However, I hope they discontinue the 722's and replace them with receivers that will work with the Sling adapter for those who do not wish to take on the extra cost of the Hopper/Joey combo. Or at the very least, let 722's users know about the issue with the Sling, for those that use it.


----------



## Stewart Vernon (Jan 7, 2005)

Sounds like they did right by you. I doubt they will provide any direct equivalent replacement for the 722 that isn't part of a Hopper/Joey ecosystem at this point though. It seems pretty clear that they want to move everyone to that platform and it kind of makes sense from their perspective. The problem is the increased cost for people who don't want/need all the extra bells and whistles.


----------



## DavidZ (Nov 13, 2010)

I just ordered an upgrade from my 622 to a 722 so that I can add the sling adapter. They're scheduled to install it next Saturday (7/16).
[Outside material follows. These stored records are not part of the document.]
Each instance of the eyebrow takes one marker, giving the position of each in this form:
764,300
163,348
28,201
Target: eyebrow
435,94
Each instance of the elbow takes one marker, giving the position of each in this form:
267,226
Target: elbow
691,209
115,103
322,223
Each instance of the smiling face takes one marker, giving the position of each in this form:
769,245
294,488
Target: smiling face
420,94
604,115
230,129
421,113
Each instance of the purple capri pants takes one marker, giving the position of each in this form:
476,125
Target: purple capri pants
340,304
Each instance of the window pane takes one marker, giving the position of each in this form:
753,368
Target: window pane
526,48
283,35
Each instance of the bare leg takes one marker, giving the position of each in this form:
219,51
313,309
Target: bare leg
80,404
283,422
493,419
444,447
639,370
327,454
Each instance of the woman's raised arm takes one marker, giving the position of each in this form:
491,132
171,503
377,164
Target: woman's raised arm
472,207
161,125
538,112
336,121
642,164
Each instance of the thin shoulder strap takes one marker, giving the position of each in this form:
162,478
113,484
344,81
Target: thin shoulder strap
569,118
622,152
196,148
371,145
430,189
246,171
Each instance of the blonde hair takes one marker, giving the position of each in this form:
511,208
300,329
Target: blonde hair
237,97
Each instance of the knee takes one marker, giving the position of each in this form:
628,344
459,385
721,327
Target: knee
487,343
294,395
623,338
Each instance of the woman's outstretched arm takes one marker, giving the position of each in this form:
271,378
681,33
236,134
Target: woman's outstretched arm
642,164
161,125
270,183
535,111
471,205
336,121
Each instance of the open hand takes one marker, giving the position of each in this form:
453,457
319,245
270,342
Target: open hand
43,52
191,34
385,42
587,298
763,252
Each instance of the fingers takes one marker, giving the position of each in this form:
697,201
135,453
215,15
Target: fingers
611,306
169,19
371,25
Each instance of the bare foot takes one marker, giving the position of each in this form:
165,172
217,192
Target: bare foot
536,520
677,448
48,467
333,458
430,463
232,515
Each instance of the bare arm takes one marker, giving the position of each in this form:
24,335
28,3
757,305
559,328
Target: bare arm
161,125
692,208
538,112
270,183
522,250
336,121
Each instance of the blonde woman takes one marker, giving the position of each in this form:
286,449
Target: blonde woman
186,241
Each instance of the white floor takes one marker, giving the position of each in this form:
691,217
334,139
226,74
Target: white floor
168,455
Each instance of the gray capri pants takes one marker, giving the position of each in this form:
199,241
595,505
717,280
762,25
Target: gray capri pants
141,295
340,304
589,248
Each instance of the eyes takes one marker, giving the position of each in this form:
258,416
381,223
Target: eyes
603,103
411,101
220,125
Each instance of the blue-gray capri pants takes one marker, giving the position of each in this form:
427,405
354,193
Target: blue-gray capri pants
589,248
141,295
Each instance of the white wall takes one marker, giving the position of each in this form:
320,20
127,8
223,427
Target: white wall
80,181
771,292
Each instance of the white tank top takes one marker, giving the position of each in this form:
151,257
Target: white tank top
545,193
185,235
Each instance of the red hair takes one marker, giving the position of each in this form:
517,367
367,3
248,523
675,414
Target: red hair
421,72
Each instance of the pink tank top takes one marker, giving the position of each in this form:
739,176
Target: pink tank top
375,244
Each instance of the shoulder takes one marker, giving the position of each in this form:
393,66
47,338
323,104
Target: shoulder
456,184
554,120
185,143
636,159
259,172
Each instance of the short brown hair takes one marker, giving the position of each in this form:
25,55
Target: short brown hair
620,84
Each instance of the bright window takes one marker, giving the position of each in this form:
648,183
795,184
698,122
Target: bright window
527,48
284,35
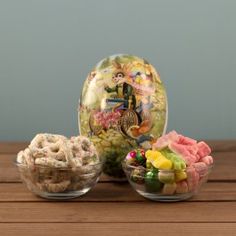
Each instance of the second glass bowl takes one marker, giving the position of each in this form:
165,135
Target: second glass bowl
161,185
59,183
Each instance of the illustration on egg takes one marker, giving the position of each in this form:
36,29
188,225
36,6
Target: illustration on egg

This thread concerns me. According to the OP, it worked fine for over a year before getting the incompatibility error. Also, I presume a lot of people are using the 722 with the sling adapter without any problems.

What are the chances that my new 722 with the sling adapter won't work?


----------



## DoubleT (Feb 21, 2016)

Hopefully yours will work just fine David. When I asked if they wanted to try sending me another set of 722's before installing the Hoppers, he said that since we had already tried that and it didn't work, the chances of it working this time were about 10%. So we went with the Hopper.
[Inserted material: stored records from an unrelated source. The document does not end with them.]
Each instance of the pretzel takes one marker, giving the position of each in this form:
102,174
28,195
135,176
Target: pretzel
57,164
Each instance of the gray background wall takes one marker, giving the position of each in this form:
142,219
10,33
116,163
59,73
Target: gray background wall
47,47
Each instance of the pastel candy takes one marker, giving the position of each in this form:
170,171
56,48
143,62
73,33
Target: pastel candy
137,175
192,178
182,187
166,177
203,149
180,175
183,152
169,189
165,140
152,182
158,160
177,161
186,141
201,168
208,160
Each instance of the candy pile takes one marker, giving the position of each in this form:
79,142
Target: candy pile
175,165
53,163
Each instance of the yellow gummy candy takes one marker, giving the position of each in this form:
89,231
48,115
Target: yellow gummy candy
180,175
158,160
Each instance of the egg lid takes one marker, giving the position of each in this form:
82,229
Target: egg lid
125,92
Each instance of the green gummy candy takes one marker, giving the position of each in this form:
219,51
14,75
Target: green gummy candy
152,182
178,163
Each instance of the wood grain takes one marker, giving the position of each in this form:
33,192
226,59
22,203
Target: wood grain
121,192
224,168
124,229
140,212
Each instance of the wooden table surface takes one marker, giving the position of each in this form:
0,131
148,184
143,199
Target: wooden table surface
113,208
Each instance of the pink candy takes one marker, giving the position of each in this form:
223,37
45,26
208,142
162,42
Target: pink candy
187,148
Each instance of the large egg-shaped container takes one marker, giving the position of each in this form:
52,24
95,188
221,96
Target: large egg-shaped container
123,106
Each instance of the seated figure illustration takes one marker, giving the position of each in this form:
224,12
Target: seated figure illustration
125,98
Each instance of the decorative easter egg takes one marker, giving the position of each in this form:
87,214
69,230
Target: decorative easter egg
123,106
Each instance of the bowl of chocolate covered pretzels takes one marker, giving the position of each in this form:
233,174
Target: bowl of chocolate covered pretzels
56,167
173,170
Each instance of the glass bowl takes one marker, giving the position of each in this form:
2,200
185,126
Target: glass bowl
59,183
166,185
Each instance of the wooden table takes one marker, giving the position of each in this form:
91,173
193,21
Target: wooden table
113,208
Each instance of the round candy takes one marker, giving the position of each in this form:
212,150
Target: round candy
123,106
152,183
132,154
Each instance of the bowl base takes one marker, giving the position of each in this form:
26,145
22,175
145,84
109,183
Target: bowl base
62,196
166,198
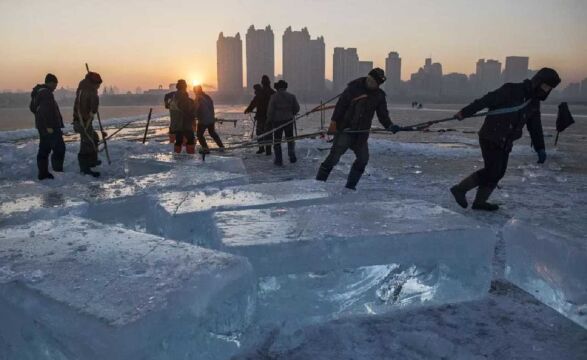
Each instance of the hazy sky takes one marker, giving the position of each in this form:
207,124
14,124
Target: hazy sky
148,42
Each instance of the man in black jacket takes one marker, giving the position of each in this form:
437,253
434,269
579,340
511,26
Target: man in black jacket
499,132
261,103
49,123
354,111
However, not all 722's are having this issue. But they will eventually go away. He just didn't say how long that would be.


----------



## DavidZ (Nov 13, 2010)

DoubleT said:


> Hopefully yours will work just fine David. When I asked if they wanted to try sending me another set of 722's before installing the Hoppers, he said that since we had already tried that and it didn't work, the chances of it working this time were about 10%. So we went with the Hopper.
> 
> However, not all 722's are having this issue. But they will eventually go away. He just didn't say how long that would be.


DoubleT,

There are 2 things you experienced that I can't reconcile. The first thing is that it worked fine for you for over a year. The second thing is that you subsequently got an "incompatibility error," and that a very senior technician at Dish says that this error is probably not fixable. If it worked for you for a year, how is it that they can't fix it?

I realize that you probably can't answer this, but it doesn't make any sense to me.


----------